On January 17, for example, Getty Images started legal proceedings against Stability AI, claiming that its machine learning model “unlawfully copied and processed millions of images” protected by copyright. In a statement, Getty Images goes on to say that it believes “AI has the potential to stimulate creative endeavours” but that Stability AI didn’t seek licence to scrape the Getty collection for its own commercial use.

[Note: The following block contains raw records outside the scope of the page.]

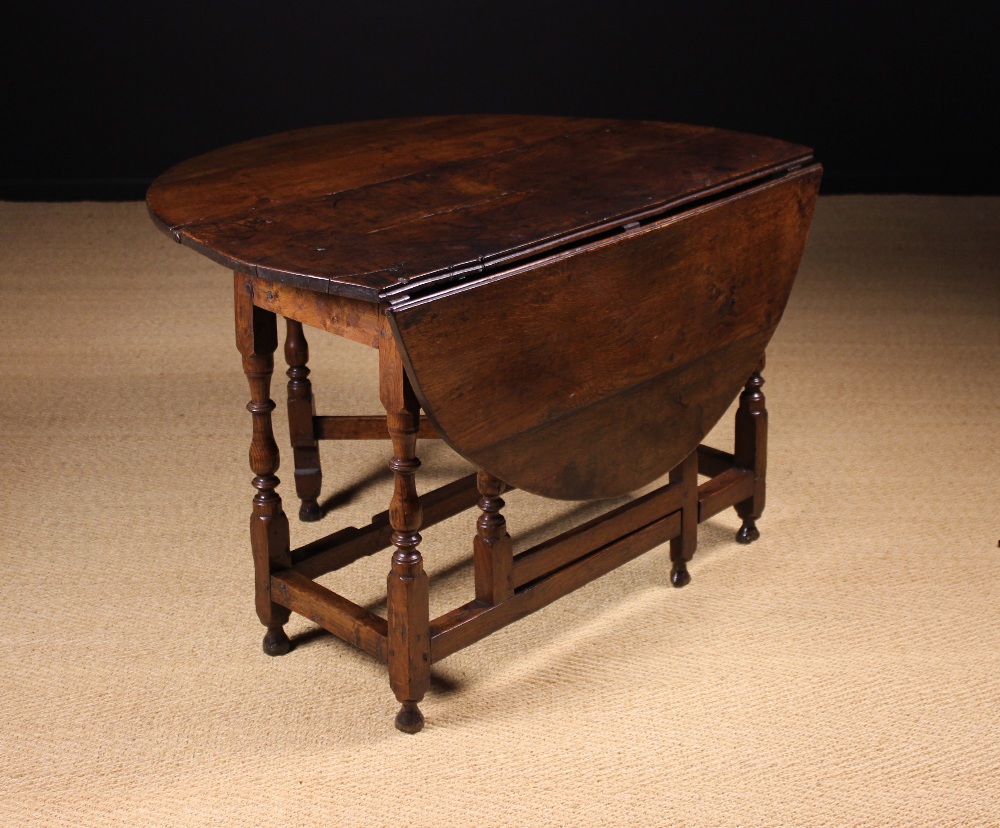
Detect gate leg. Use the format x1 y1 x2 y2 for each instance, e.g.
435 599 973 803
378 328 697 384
735 357 767 544
285 319 323 522
669 450 699 587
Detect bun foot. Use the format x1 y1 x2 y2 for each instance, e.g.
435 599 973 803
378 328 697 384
395 702 425 734
670 565 691 588
736 520 760 545
298 501 322 522
262 625 291 656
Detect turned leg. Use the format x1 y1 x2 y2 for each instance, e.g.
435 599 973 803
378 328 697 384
734 357 767 544
380 337 430 733
235 274 292 655
669 450 699 587
474 470 514 605
284 318 323 522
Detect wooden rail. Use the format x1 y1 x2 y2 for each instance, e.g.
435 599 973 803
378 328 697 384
314 415 440 440
512 478 684 588
698 467 755 521
430 513 682 662
696 444 737 477
279 442 758 665
272 570 388 661
291 473 481 579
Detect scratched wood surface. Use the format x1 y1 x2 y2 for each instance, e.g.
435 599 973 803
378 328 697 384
388 167 822 499
146 115 813 300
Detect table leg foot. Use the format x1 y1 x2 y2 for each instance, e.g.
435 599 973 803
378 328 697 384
670 563 691 588
395 701 425 734
298 501 323 522
262 625 291 656
735 519 760 545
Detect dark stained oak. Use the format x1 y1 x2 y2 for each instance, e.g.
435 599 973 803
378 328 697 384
234 273 292 656
430 512 683 662
388 167 820 499
147 116 813 301
735 360 768 544
473 471 514 606
379 331 431 733
148 116 821 733
290 473 481 581
284 319 322 522
313 415 439 441
271 570 388 661
511 475 686 588
248 275 382 347
668 451 699 588
147 116 608 235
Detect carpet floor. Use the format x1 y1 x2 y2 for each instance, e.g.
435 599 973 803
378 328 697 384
1 196 998 826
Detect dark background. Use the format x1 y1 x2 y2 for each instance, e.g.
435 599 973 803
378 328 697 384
2 1 995 200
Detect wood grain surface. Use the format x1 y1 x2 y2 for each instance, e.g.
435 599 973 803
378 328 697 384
147 115 812 300
389 166 821 499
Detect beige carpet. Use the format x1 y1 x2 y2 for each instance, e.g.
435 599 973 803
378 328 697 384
1 196 998 826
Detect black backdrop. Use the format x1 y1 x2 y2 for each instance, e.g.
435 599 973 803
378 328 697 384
3 1 995 199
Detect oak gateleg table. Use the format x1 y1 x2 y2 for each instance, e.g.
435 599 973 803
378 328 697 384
147 116 821 732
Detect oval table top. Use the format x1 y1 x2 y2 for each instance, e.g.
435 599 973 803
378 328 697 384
147 115 813 302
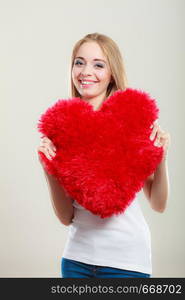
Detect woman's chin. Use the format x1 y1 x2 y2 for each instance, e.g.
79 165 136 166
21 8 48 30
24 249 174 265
81 92 97 100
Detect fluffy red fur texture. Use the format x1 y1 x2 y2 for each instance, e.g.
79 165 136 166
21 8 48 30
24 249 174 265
37 88 164 218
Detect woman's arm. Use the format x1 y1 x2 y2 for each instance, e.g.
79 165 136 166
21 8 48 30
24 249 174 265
143 120 171 212
143 158 169 212
38 136 74 226
43 167 74 226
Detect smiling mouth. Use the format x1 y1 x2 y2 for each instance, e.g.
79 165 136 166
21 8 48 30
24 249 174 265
79 80 99 87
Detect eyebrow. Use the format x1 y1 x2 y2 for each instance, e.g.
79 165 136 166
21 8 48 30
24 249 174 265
75 56 107 63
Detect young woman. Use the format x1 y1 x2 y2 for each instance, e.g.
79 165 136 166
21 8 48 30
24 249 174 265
37 33 170 278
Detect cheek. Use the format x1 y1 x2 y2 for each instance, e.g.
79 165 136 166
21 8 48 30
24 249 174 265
72 67 80 81
97 70 111 83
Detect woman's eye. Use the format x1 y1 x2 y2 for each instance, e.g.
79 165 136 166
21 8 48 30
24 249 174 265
74 60 83 65
74 60 104 68
95 63 104 68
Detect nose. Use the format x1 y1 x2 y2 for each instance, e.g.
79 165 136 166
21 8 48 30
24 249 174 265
80 63 93 77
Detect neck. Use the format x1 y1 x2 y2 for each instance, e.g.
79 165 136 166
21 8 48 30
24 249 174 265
82 91 107 111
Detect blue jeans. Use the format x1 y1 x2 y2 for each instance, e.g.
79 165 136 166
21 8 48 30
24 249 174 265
61 257 151 278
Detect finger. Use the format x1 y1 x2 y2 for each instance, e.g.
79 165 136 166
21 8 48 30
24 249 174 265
52 145 57 151
154 132 167 147
41 136 54 144
150 123 159 140
150 119 159 128
40 138 56 151
154 138 162 147
41 136 50 142
41 137 52 145
151 119 159 127
48 147 56 157
38 146 53 160
41 137 57 152
40 147 53 160
40 139 49 147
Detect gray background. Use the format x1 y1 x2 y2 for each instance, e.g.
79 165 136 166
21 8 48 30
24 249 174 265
1 0 184 277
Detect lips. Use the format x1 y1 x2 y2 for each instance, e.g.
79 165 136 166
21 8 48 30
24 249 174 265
79 79 99 83
79 80 98 88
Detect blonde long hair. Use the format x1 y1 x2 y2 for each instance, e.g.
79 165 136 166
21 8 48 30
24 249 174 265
70 33 128 99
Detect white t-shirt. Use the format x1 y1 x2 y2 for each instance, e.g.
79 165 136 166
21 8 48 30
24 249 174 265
62 196 152 275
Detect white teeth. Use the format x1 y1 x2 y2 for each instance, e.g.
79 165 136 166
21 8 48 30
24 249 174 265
81 81 95 85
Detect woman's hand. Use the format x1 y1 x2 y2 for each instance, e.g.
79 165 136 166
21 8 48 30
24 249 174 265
37 136 57 162
150 120 171 161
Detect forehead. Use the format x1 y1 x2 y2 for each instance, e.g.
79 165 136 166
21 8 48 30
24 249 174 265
75 42 107 62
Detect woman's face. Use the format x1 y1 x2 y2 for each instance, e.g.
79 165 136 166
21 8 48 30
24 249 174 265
72 42 112 101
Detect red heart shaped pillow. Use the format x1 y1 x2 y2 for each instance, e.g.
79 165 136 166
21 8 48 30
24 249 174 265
37 88 163 218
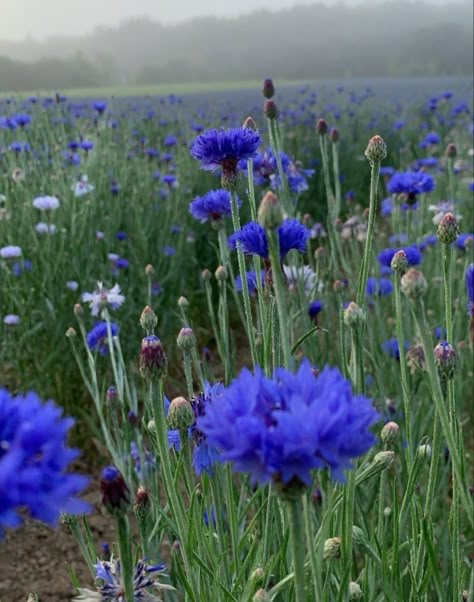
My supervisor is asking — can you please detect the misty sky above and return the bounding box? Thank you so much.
[1,0,323,40]
[0,0,454,41]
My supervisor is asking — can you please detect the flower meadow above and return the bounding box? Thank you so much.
[0,77,473,600]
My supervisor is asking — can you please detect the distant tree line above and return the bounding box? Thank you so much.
[0,1,472,92]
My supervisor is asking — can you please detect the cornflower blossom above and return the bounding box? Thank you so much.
[86,321,120,355]
[283,265,320,296]
[3,314,20,326]
[73,559,174,602]
[466,264,474,316]
[382,338,409,360]
[190,127,261,172]
[198,360,379,486]
[387,171,435,201]
[377,246,422,269]
[189,189,241,223]
[0,389,89,534]
[73,175,95,197]
[32,195,60,211]
[0,245,22,259]
[428,200,462,226]
[82,282,125,316]
[35,222,57,235]
[308,300,324,319]
[228,219,310,260]
[456,233,474,251]
[234,270,265,295]
[366,277,393,297]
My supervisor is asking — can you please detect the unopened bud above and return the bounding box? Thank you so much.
[445,143,457,159]
[401,268,428,300]
[352,525,368,547]
[73,303,83,317]
[201,268,212,281]
[134,486,151,522]
[215,265,228,281]
[177,326,196,351]
[100,466,131,517]
[262,78,275,99]
[316,118,328,136]
[145,264,155,277]
[437,212,460,245]
[434,341,457,380]
[106,386,117,401]
[314,246,326,260]
[243,116,258,131]
[329,128,340,143]
[178,296,189,308]
[264,100,279,120]
[167,396,195,430]
[253,589,271,602]
[406,344,426,373]
[365,135,387,163]
[343,301,365,326]
[324,537,341,560]
[373,450,395,470]
[258,190,283,230]
[391,249,408,274]
[251,567,264,583]
[349,582,363,600]
[381,421,400,446]
[140,305,157,332]
[139,335,167,380]
[66,327,77,338]
[418,444,432,459]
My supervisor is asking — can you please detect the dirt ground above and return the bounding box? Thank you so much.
[0,469,115,602]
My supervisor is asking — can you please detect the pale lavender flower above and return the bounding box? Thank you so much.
[0,246,22,259]
[35,222,57,234]
[32,195,60,211]
[82,282,125,316]
[3,314,20,326]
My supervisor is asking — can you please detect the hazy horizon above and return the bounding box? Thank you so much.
[0,0,457,41]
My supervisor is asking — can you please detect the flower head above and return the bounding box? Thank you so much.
[198,360,379,486]
[73,559,174,601]
[229,219,309,259]
[189,189,240,223]
[32,195,60,211]
[190,127,261,172]
[0,245,22,259]
[82,282,125,316]
[0,389,89,534]
[86,321,119,355]
[387,171,435,198]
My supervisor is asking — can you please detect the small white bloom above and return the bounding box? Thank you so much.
[73,175,95,198]
[0,245,22,258]
[283,265,323,296]
[33,195,60,211]
[82,282,125,316]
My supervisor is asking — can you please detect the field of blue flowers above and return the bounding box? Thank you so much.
[0,76,473,601]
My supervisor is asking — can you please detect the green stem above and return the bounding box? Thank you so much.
[303,494,321,602]
[287,497,307,602]
[331,141,342,221]
[268,231,292,367]
[117,515,134,602]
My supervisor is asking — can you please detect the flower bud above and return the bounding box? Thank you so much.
[73,303,84,317]
[391,249,408,274]
[401,268,428,300]
[127,410,138,426]
[406,344,426,373]
[201,268,212,281]
[352,525,368,547]
[178,296,189,308]
[381,421,400,446]
[262,78,275,99]
[139,335,167,380]
[264,100,279,120]
[418,444,432,459]
[329,127,340,143]
[323,537,341,560]
[140,305,157,332]
[445,143,457,159]
[167,396,195,430]
[177,326,196,352]
[253,589,271,602]
[215,265,228,281]
[364,135,387,164]
[316,118,328,136]
[436,212,460,245]
[100,466,131,517]
[243,116,258,131]
[343,302,365,327]
[314,246,326,260]
[65,327,77,338]
[434,341,457,380]
[373,450,395,470]
[106,386,117,402]
[251,567,264,583]
[145,263,155,277]
[133,486,151,525]
[349,582,363,600]
[258,190,283,230]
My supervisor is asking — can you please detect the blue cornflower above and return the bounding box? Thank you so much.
[190,127,261,171]
[382,338,409,360]
[380,167,395,177]
[164,134,177,147]
[73,559,173,601]
[130,442,156,480]
[308,300,324,319]
[0,389,89,534]
[466,263,474,316]
[381,197,394,217]
[377,246,422,268]
[234,270,265,295]
[434,326,447,340]
[456,233,474,251]
[421,131,441,146]
[86,321,120,355]
[387,171,435,197]
[229,219,309,259]
[92,101,107,114]
[189,189,240,223]
[366,277,393,297]
[198,360,379,486]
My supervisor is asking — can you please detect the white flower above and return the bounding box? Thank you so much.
[33,195,60,211]
[4,314,20,326]
[35,222,57,234]
[428,201,462,226]
[0,245,22,259]
[283,265,323,297]
[73,175,95,198]
[82,282,125,316]
[66,280,79,291]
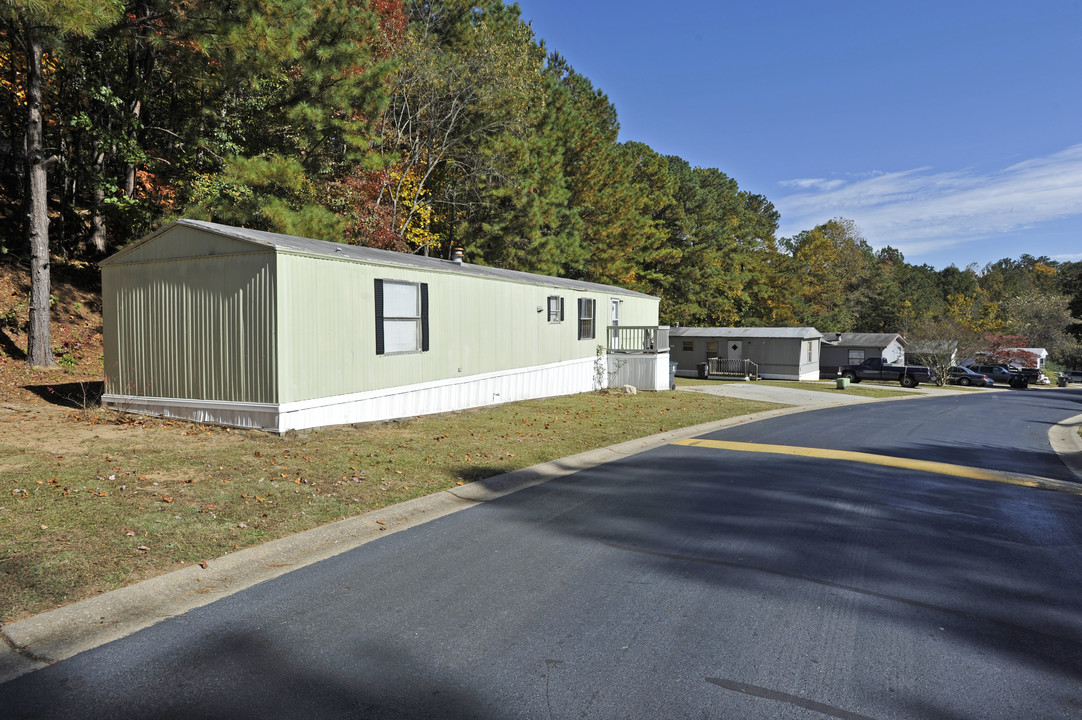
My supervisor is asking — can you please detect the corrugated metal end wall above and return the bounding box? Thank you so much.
[103,253,278,403]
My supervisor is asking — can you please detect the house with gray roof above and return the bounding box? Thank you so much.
[819,332,908,377]
[101,220,669,432]
[669,326,822,381]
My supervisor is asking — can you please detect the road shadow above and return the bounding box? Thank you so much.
[0,629,508,720]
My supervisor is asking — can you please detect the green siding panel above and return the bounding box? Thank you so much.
[274,253,659,403]
[104,253,277,403]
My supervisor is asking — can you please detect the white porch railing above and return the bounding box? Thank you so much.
[607,326,670,354]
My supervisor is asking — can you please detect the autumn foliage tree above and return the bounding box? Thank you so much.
[1,0,1080,376]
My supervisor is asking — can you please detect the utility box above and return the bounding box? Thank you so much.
[836,377,850,389]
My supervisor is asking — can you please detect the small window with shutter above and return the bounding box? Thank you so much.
[375,279,429,355]
[577,298,595,340]
[548,296,564,323]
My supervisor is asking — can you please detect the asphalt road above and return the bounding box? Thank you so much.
[2,390,1082,719]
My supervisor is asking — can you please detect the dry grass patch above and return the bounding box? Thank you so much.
[1,390,780,623]
[676,376,913,399]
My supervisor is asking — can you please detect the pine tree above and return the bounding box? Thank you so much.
[1,0,122,366]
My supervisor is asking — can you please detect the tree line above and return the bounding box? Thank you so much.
[2,0,1080,368]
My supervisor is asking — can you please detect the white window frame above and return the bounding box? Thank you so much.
[375,279,428,355]
[577,298,595,340]
[547,296,564,323]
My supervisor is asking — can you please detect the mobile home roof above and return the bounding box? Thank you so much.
[669,326,822,340]
[103,220,656,300]
[821,333,906,347]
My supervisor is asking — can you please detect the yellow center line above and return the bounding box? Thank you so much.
[672,438,1082,496]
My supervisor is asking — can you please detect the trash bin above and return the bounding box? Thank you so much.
[697,362,709,379]
[669,361,678,390]
[836,377,850,389]
[1058,376,1070,387]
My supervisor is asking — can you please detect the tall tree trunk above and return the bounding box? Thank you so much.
[124,105,138,197]
[90,142,107,253]
[124,2,153,202]
[26,31,56,368]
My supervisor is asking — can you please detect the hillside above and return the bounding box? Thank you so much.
[0,259,105,405]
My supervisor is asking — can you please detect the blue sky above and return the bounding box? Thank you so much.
[512,1,1082,270]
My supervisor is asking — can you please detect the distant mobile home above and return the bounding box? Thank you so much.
[669,327,822,381]
[101,220,669,432]
[1002,347,1048,368]
[819,333,907,377]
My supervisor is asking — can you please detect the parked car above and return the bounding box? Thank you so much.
[838,357,935,387]
[967,364,1029,388]
[1006,364,1050,384]
[1063,370,1082,383]
[947,366,993,387]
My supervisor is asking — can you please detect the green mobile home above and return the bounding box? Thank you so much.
[101,220,668,432]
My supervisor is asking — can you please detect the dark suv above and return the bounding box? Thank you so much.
[968,364,1028,387]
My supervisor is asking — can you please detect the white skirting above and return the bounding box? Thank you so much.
[102,353,670,433]
[608,352,672,391]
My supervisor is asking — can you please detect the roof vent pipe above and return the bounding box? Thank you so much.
[451,247,465,264]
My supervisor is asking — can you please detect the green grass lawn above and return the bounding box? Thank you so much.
[0,390,782,623]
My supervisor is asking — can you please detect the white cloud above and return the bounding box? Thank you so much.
[775,144,1082,260]
[777,178,846,191]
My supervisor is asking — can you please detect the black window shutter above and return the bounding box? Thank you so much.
[420,283,429,351]
[559,297,564,321]
[374,279,385,355]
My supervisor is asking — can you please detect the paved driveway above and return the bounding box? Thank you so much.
[679,379,948,406]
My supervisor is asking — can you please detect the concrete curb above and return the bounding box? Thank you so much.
[1049,412,1082,482]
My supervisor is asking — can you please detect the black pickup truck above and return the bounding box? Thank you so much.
[838,357,935,388]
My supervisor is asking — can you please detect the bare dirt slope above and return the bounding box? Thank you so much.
[0,258,106,444]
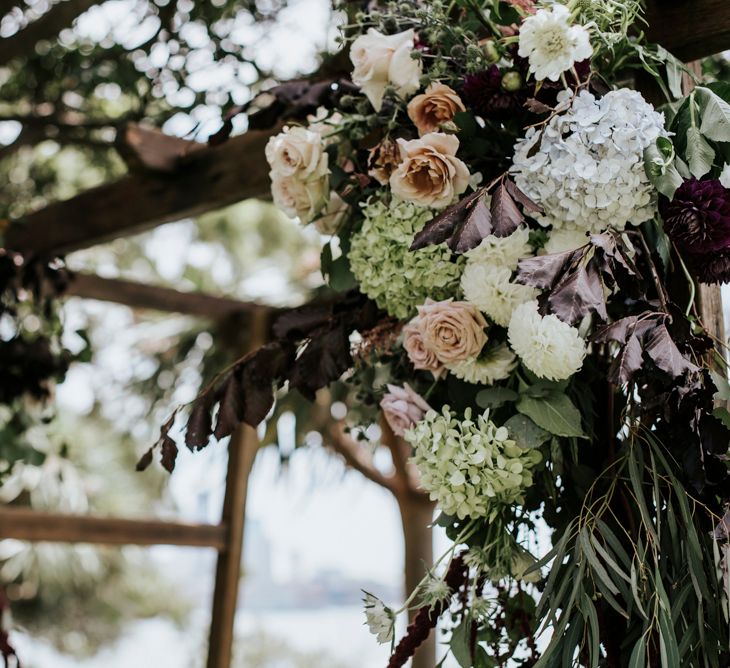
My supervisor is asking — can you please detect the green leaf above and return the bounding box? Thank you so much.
[504,413,550,449]
[710,369,730,401]
[321,244,357,291]
[580,593,600,668]
[713,406,730,430]
[628,637,647,668]
[516,392,585,438]
[696,86,730,142]
[643,141,683,199]
[686,126,716,178]
[450,618,473,668]
[475,386,517,409]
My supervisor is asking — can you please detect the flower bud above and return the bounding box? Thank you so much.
[480,39,499,63]
[501,71,523,92]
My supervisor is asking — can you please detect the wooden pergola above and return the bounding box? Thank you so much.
[0,2,728,667]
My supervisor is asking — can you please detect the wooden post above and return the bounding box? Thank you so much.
[206,314,267,668]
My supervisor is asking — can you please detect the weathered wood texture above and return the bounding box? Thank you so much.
[67,272,274,320]
[0,507,227,549]
[645,0,730,61]
[207,313,266,668]
[5,125,277,256]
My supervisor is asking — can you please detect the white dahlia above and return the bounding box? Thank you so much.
[512,89,666,234]
[464,226,533,271]
[461,263,537,327]
[508,300,586,381]
[446,343,517,386]
[517,4,592,82]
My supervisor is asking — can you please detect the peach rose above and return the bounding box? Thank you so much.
[389,133,470,209]
[350,28,422,112]
[380,383,432,437]
[407,83,466,136]
[417,298,488,364]
[368,139,401,186]
[402,318,444,378]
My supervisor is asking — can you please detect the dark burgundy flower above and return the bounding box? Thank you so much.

Last week, meanwhile, Meta filed a complaint against the surveillance startup Voyager Labs, claiming that it improperly harvested data from its social media sites Facebook and Instagram, as well as others including Twitter, YouTube, Twitter, and Telegram. To scrape data, Voyager Labs apparently created over 38,000 fake profiles, extracting public information from more than 600,000 other users without their consent. Meta is asking the company to stop, as well as giving up its profits and paying damages.

WHAT CAN ARTISTS DO?

At the same time that high-profile cases from the likes of Meta and Getty Images are taking place, there’s the coalition of artists taking legal action against some of the biggest art generator giants. In a complaint filed in the United States District Court of the Northern District of California on January 13, artists Karla Ortiz, Kelly Mckernan, and Sarah Andersen claim that Stability AI, Mdjourney, and DeviantArt have violated copyright laws by using their images – plus art by tens of thousands of other artists – to feed their image generators.

“Though the rapid success of Stable Diffusion has been partly reliant on a great leap forward in computer science,” the complaint reads, “it has been even more reliant on a great leap forward in appropriating images.”

Besides legal action and campaigning for legislation to tighten scraping laws, however, there isn’t a whole lot that artists can do to protect their work at the moment, other than taking it completely offline. For many artists, of course, that simply isn’t an option.